Thursday, 27 January 2011

TASK 4: A DIRECTOR'S COMMENTARY ON HOW I USED NEW MEDIA TECHNOLOGIES IN THE CONSTRUCTION AND RESEARCH, PLANNING AND EVALUATION STAGES

Digital Technology is new media technology, where the technology is based on digital storage and communication of data, using 0 and 1 code to compress the data into tiny packets, which give greater speed, quality and huge amounts more of storage space for data. This is far better than the analogue system of communication and data storage that proceeded digital. Digital technology underpins computers, mobile phones, modern video and still cameras, editing, the Internet, MP3 and I Phones, modern radios, modern movie projectors and most technological equipment ranging from in hospitals to schools and transport.




Technology is becoming more and more advanced as the years progress and in such a competitive and demanding market, it’s advancement is vital. For our media project we used the reasonably new technology of the internet to a vast extent in helping us organise the video. A problem helped thanks to the internet was the location of our shoot. We wanted to gain access to a place that we could trash and that was preferably abandoned with lots of items in which the actors in our video could vandalise. We found a place not too far away after shortly searching on the internet. It was on a website designed for finding locations with specific needs, such as the one we found. We thought this place was perfect and rang up the website. They didn’t mind letting us use it so we believed we had a deal. Without the internet, we would have had to of got out a phone directory book and search for hours through numbers while ringing them up and asking if they had a suitable place while it took a matter of minutes thanks to the internet. A problem occurred as after we researched further into the location and realised it was falling apart and that it was a general safety hazard working there. We realised that there would be a problem with people turning up wanting to be in our shoot as well. Luke described a problem that occurred with him in a similar situation when people kept on turning up and trying to get in the shots, causing a general inconvenience to the running of the shoot. Using the internet we researched for more places in which we could film our video but came up with nothing nearly as potentially good as our first find. Eventually, Luke suggested we used the back of the boarding house Beatrice Webb to film our video as there was a disused scrap yard there with lots of things that we could destroy. After taking a look at it we decided it was perfect and we settled with using that location.

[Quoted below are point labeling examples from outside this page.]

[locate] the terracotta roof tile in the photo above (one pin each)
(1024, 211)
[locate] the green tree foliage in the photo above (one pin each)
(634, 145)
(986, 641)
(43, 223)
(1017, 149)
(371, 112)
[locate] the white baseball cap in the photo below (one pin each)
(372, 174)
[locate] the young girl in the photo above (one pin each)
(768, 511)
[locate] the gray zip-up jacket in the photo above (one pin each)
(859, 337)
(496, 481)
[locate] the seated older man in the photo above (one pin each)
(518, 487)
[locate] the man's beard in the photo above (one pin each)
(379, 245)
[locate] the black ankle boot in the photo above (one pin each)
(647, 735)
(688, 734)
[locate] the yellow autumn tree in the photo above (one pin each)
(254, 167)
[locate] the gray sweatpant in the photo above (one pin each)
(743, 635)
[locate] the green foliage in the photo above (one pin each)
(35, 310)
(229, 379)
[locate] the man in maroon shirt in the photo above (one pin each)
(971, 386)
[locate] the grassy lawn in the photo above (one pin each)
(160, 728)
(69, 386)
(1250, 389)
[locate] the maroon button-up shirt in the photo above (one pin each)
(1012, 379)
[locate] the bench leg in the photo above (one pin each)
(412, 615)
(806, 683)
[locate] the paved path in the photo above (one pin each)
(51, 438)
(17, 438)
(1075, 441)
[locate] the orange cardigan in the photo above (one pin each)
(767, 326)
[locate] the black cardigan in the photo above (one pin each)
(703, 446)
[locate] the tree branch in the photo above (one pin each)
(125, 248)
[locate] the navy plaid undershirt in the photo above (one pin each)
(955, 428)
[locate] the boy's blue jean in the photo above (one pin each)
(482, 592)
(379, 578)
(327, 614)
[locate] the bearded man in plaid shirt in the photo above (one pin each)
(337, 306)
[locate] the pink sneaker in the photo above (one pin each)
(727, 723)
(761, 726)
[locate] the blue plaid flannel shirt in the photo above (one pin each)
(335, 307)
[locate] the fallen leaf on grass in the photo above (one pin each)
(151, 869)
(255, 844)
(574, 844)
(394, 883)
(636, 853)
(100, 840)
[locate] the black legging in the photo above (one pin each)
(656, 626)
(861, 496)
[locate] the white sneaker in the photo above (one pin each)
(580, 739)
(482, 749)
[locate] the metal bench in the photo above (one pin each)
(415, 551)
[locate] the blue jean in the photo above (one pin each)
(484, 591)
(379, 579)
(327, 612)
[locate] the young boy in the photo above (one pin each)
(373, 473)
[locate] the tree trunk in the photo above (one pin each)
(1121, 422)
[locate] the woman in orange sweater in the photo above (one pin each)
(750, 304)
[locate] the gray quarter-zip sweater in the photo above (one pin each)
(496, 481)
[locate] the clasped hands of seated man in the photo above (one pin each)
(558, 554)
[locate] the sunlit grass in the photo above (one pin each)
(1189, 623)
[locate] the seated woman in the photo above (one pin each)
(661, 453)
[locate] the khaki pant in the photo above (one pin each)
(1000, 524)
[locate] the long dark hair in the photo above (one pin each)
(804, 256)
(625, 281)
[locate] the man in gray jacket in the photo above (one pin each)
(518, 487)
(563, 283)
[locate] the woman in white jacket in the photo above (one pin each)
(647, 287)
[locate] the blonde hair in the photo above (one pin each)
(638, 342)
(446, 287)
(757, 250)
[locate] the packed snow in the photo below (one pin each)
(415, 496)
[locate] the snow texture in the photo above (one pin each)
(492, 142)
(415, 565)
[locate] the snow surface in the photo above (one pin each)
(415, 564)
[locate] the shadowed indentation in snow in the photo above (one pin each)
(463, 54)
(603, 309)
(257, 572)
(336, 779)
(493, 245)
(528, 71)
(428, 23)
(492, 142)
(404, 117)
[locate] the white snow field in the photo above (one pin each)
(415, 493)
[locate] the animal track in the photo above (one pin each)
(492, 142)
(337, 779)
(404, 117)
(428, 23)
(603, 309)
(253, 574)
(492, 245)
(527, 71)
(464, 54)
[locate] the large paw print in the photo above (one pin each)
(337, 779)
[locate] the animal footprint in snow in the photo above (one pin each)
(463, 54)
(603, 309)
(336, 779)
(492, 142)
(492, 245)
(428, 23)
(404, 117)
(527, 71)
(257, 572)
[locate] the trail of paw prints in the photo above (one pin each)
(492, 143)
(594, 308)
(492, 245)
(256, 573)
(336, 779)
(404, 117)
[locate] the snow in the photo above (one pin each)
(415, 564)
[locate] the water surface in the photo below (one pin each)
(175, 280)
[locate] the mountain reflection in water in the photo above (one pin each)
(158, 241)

On the day of the shoot, we came up with the idea that we wanted our gang members to display different gang hand gestures to flash to the camera and help make them look more genuine. We got ideas of gang signs we could via the internet after simply typing into Google, ‘gang hand gesture’. It came up with lots of different suggestions and it was simple of us to collect a few, work out how you do them and fit them into our piece. We even decided to select a more masculine symbol and a more feminine symbol, gender being assigned by how much the symbol looked like either male or female sexual organs. This helped create the divide between the two gangs in the video and helped establish more of a difference between them.
Once we had finished filming, we had to start with the editing. Before certain technologies came about, film had to be edited by a literal exercise of getting the film and cutting it, with scissors and gluing it where you wanted it to be in relation to the other shots. As you could imagine this is a lengthy process and could take days on end to gain the right precision. Nowadays the technology exists so that film can be easily cut and rearranged at will using computer programmes such as Final Cut Pro, the programme we used to cut the video. It was a reasonably simple process thanks to the programme and it was much easier than it would have been before such technology.




In conclusion, technology such as the internet and Final Cut Pro has helped the production of the video vastly and it would have been difficult without. Technology continues to improve and producing a film will become a much more different and easier task. New media technology, based on binary code underpinned all the five stages of the production, including research and development, pre production, the shoot, post production and distribution and made each stage easier, much quicker and gave a much higher quality to the final production than we could of done without.

EDITING

We edited for two afternoons a week over a four week period, taking it in turns with JJ being the director and driving force.
The aim was to sell the DJ as a charismatic character of the street with street cred and a brand that will appeal. The other aim was to bring the gang to life as potentially violent and perhaps dangerous.



Because we had a big ratio of shots filmed to shots needed there was a lot of choice in what we used. We tried to use varied shots, moving from long shot, to mid shot, to close up, to big close up as Negus says in his list of conventions. This meant we kept changing the excitment of the story with shots not lasting much longer than two to three seconds and cutting to the beat.
We colour graded using adobe after effects in order to give the whole piece a seedy and gritty feel. Most of the piece used a mixture of continuity and discontinuity editing on final cut pro. One shot that was especially effective was the close up of a match being lit and a cigarette with burning ash, with the main character of the gang in the background signalling the danger that was to follow. We cut a shot of the main character in close up from side angles before and after the ash shot for greatened effect.



Another shot that was effective was the way we cut to a burning car as the music 'drop' ended and then we began again. This emphasized the drama of the burning car along with the sparks and the flames flickering.